During my college years, when I worked the early morning shift on radio station WSMG, I’d often eat both breakfast and lunch with the Britts. On days when my classes at East Tennessee State University ended around lunchtime, I would hurry back to Greeneville for a bowl of beans and a cheeseburger.
When I began writing about food and the people behind it, The Bean Barn was one of my first subjects. I’ve spoken about the place all over the country and in 2003 introduced the members of the Southern Foodways Alliance at the University of Mississippi to its glories.
Britt’s Grill and The Bean Barn had been in the same family, at least indirectly, for well over half a century. When Romie and Zella Mae retired, the business came into the hands of their son Danny and his wife Donna. In 1981, they sold it to Donna’s brother, Jerry Hartsell, and his wife, also named Donna.
At my high school class reunion back in August, I heard that The Bean Barn might be coming back. That rumor proved true. In late December, the business opened its doors once again, thanks to a visionary former customer. Gary Hoese, owner of Gary’s Paint and Body Shop and a 1984 graduate of South Greene High School, has resurrected The Bean Barn.

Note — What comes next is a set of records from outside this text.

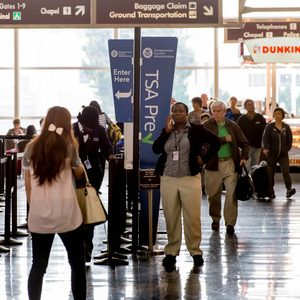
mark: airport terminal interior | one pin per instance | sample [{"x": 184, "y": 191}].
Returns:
[{"x": 220, "y": 52}]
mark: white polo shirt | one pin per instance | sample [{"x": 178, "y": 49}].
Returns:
[{"x": 53, "y": 208}]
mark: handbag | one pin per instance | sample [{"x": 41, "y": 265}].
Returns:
[
  {"x": 114, "y": 133},
  {"x": 92, "y": 209},
  {"x": 244, "y": 188}
]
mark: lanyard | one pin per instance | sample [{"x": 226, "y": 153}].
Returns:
[{"x": 177, "y": 143}]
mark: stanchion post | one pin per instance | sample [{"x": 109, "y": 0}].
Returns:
[{"x": 150, "y": 218}]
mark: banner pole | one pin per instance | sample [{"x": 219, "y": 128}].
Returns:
[{"x": 136, "y": 141}]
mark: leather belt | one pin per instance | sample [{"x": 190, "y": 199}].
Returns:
[{"x": 224, "y": 158}]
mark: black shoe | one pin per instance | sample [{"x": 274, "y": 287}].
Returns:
[
  {"x": 230, "y": 229},
  {"x": 271, "y": 197},
  {"x": 290, "y": 193},
  {"x": 198, "y": 260},
  {"x": 169, "y": 263},
  {"x": 215, "y": 226}
]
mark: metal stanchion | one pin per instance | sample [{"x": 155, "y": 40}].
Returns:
[
  {"x": 8, "y": 186},
  {"x": 111, "y": 257},
  {"x": 14, "y": 203},
  {"x": 149, "y": 181}
]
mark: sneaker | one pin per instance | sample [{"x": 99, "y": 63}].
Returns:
[
  {"x": 215, "y": 226},
  {"x": 198, "y": 260},
  {"x": 169, "y": 262},
  {"x": 290, "y": 193},
  {"x": 230, "y": 229}
]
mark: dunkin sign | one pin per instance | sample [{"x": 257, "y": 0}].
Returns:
[{"x": 274, "y": 50}]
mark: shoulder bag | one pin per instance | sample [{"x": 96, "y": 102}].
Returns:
[{"x": 92, "y": 209}]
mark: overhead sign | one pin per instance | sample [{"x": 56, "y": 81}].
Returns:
[
  {"x": 28, "y": 12},
  {"x": 121, "y": 65},
  {"x": 262, "y": 30},
  {"x": 275, "y": 50},
  {"x": 159, "y": 12}
]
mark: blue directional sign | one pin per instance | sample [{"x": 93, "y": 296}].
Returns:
[{"x": 121, "y": 57}]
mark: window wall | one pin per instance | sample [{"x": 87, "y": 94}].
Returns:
[{"x": 70, "y": 67}]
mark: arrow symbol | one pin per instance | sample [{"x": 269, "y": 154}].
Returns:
[
  {"x": 209, "y": 11},
  {"x": 80, "y": 9},
  {"x": 123, "y": 95}
]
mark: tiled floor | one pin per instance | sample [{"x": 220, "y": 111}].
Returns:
[{"x": 261, "y": 261}]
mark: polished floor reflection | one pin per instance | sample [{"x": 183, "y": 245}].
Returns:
[{"x": 261, "y": 261}]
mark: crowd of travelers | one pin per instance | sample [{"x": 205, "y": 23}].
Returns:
[
  {"x": 201, "y": 151},
  {"x": 227, "y": 140}
]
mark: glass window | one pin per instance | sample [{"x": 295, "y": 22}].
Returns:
[
  {"x": 64, "y": 47},
  {"x": 7, "y": 48},
  {"x": 234, "y": 82},
  {"x": 41, "y": 89},
  {"x": 6, "y": 73},
  {"x": 6, "y": 93},
  {"x": 285, "y": 79}
]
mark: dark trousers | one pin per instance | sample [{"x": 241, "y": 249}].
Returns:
[
  {"x": 41, "y": 247},
  {"x": 283, "y": 161}
]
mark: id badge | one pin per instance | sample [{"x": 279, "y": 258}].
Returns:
[
  {"x": 175, "y": 155},
  {"x": 87, "y": 164}
]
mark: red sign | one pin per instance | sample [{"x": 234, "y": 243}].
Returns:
[{"x": 262, "y": 30}]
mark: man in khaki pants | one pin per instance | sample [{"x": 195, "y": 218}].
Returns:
[
  {"x": 180, "y": 146},
  {"x": 223, "y": 167}
]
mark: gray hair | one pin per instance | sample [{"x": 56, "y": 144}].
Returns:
[{"x": 218, "y": 103}]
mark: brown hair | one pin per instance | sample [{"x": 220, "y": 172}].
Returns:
[{"x": 50, "y": 149}]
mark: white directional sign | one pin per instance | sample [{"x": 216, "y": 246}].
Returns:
[
  {"x": 31, "y": 12},
  {"x": 145, "y": 13}
]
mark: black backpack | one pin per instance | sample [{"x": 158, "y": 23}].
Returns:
[{"x": 244, "y": 188}]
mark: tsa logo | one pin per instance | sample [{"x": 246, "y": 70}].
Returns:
[
  {"x": 114, "y": 53},
  {"x": 147, "y": 52}
]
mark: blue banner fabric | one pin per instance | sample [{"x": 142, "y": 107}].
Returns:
[{"x": 157, "y": 72}]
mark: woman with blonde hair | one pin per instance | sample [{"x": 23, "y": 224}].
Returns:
[{"x": 49, "y": 161}]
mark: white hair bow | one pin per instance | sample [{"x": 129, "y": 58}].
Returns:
[{"x": 58, "y": 130}]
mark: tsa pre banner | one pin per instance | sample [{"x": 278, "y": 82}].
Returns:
[{"x": 157, "y": 72}]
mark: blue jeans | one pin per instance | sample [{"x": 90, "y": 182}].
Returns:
[{"x": 41, "y": 247}]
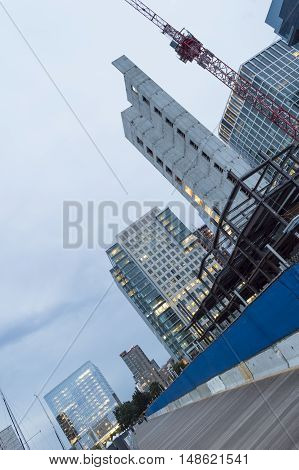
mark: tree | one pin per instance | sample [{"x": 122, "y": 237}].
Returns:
[
  {"x": 140, "y": 401},
  {"x": 128, "y": 413},
  {"x": 125, "y": 414},
  {"x": 155, "y": 389},
  {"x": 179, "y": 366}
]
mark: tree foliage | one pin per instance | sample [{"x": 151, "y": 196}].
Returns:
[
  {"x": 155, "y": 389},
  {"x": 179, "y": 366},
  {"x": 128, "y": 413}
]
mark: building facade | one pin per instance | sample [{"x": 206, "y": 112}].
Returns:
[
  {"x": 149, "y": 303},
  {"x": 9, "y": 440},
  {"x": 198, "y": 164},
  {"x": 144, "y": 371},
  {"x": 275, "y": 71},
  {"x": 283, "y": 16},
  {"x": 168, "y": 255},
  {"x": 83, "y": 406}
]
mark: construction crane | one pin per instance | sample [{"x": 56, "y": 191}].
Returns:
[{"x": 190, "y": 49}]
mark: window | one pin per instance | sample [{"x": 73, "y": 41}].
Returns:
[
  {"x": 209, "y": 211},
  {"x": 231, "y": 178},
  {"x": 139, "y": 141},
  {"x": 181, "y": 133},
  {"x": 188, "y": 191},
  {"x": 149, "y": 151},
  {"x": 218, "y": 167},
  {"x": 198, "y": 200},
  {"x": 194, "y": 145},
  {"x": 206, "y": 156},
  {"x": 245, "y": 191}
]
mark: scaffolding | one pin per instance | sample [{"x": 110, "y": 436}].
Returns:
[{"x": 257, "y": 238}]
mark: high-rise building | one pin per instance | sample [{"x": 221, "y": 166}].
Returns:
[
  {"x": 83, "y": 406},
  {"x": 163, "y": 256},
  {"x": 9, "y": 440},
  {"x": 283, "y": 16},
  {"x": 198, "y": 164},
  {"x": 274, "y": 71},
  {"x": 149, "y": 303},
  {"x": 144, "y": 371}
]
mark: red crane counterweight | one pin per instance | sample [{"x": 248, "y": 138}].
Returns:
[{"x": 190, "y": 49}]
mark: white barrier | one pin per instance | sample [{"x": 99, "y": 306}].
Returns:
[{"x": 278, "y": 358}]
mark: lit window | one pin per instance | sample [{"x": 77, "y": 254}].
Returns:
[
  {"x": 198, "y": 200},
  {"x": 206, "y": 156},
  {"x": 139, "y": 141},
  {"x": 188, "y": 191},
  {"x": 149, "y": 151},
  {"x": 209, "y": 211},
  {"x": 181, "y": 133},
  {"x": 194, "y": 145},
  {"x": 218, "y": 167}
]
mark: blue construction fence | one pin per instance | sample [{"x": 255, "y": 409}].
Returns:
[{"x": 271, "y": 317}]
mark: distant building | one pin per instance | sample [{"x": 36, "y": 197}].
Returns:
[
  {"x": 274, "y": 71},
  {"x": 283, "y": 16},
  {"x": 144, "y": 371},
  {"x": 83, "y": 406},
  {"x": 167, "y": 372},
  {"x": 148, "y": 301},
  {"x": 162, "y": 258},
  {"x": 9, "y": 440},
  {"x": 187, "y": 154}
]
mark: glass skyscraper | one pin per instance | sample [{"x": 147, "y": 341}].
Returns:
[
  {"x": 156, "y": 261},
  {"x": 9, "y": 440},
  {"x": 150, "y": 304},
  {"x": 83, "y": 406},
  {"x": 275, "y": 71},
  {"x": 283, "y": 16}
]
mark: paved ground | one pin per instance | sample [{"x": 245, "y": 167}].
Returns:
[{"x": 261, "y": 415}]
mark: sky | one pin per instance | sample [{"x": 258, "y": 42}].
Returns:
[{"x": 61, "y": 135}]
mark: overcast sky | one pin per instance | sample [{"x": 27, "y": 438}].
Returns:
[{"x": 48, "y": 292}]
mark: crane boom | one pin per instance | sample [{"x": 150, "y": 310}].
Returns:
[{"x": 190, "y": 49}]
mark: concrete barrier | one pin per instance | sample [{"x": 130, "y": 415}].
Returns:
[
  {"x": 278, "y": 358},
  {"x": 267, "y": 363},
  {"x": 216, "y": 385},
  {"x": 233, "y": 378}
]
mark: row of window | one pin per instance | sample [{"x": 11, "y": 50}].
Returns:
[{"x": 168, "y": 170}]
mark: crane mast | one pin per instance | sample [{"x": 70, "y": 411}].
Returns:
[{"x": 190, "y": 49}]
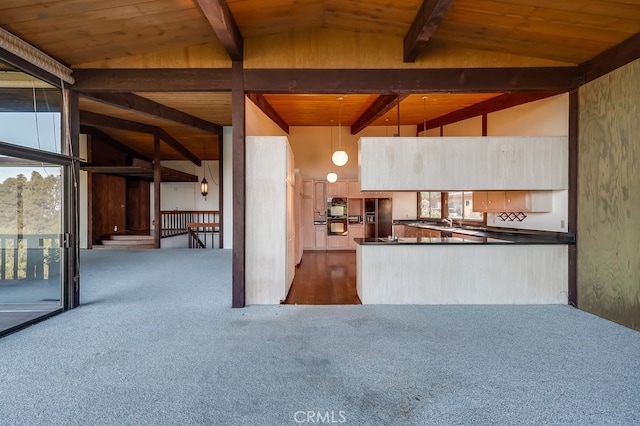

The lights are brighter, the paint is new, and there’s a shiny new stainless steel hood over the grill. But amid all the renovations and refurbishing, Gary had the good judgment to keep some things just as they were. He’s still using the old grill, which imparts an unmatched flavor to those cheeseburgers. And most important of all, he has kept the menu pretty much like it always was. Beans All the Way is back, still flavored with that homemade beef stew, still dressed with those chopped onions, and still accompanied by a square of cornbread or a stack of light bread.
We stopped in the other day, on our way to Nashville. But we almost didn’t, thinking the place just might not be the same. We had gotten pretty far down 11-E before we decided to give it a try. Any doubt we had was eliminated once we saw the parking lot, so full we had to find a place down the street, in the lot where an old dress factory once operated.
We claimed a couple of counter stools, like we always did. When I saw the wife of a local football coach, an attorney on his lunch break, and two uniformed guys from the Tennessee Wildlife Resources Agency, I felt the same sense of community that has defined the place for generations. The Bean Barn’s role in building community had been restored. It’s an egalitarian place, one that draws folks from a fascinating blend of backgrounds and professions. They seek not only nourishment but also connection. There’s talk of Little League records and the health of grandparents, of property tax deadlines and upcoming weddings.
When that bowl of Beans All the Way was placed on the counter and I was able to order a glass of buttermilk to go with it like I always have, I knew The Bean Barn hadn’t just been reopened, it had been revived.